A inspiração surgiu depois que Lauren ouviu um podcast sobre diferentes manifestações do TDAH em meninas. Diagnosticada apenas na vida adulta, ela se reconheceu imediatamente em um dos perfis apresentados. “Tive uma reação emocional muito forte a uma daquelas histórias. Então escrevi uma música para ela”, conta.
Apesar do tema delicado, Ellie evita o caminho da melancolia. Lauren imaginou a faixa como uma música para dançar desde o início. “Por algum motivo, sempre ouvi Ellie como uma dance music. Na primeira vez que escutei a demo, eu estava literalmente dançando no meu armário”, diz. A ideia era justamente criar um contraste entre a carga emocional da letra e uma produção leve, expansiva e libertadora.

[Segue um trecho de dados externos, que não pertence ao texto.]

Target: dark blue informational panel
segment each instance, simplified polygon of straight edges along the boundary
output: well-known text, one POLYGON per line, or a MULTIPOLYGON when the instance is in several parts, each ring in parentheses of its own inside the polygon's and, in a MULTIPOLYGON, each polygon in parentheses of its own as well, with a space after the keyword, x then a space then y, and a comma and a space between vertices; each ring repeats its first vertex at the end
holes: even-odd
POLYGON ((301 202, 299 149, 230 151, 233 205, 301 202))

Esse conceito ganhou forma ao lado do produtor Scott Jacoby, vencedor do Grammy. A base rítmica foi construída a partir de instrumentos gravados ao vivo antes de receber novas camadas com o baterista Doug Yowell, o pianista Andrew Sherman, o guitarrista Ben Butler e o baixista Richard Hammond. “Foi um processo muito divertido. Cada músico teve espaço para mostrar o que sabe fazer de melhor”, lembra Lauren.
Ellie também funciona como uma prévia do próximo álbum da cantora. O disco vai explorar as contradições de chegar aos 40 anos em um mundo que muda o tempo todo, transformando experiências íntimas em canções capazes de dialogar com qualquer pessoa que já tenha sentido que demorou tempo demais para entender a si mesma.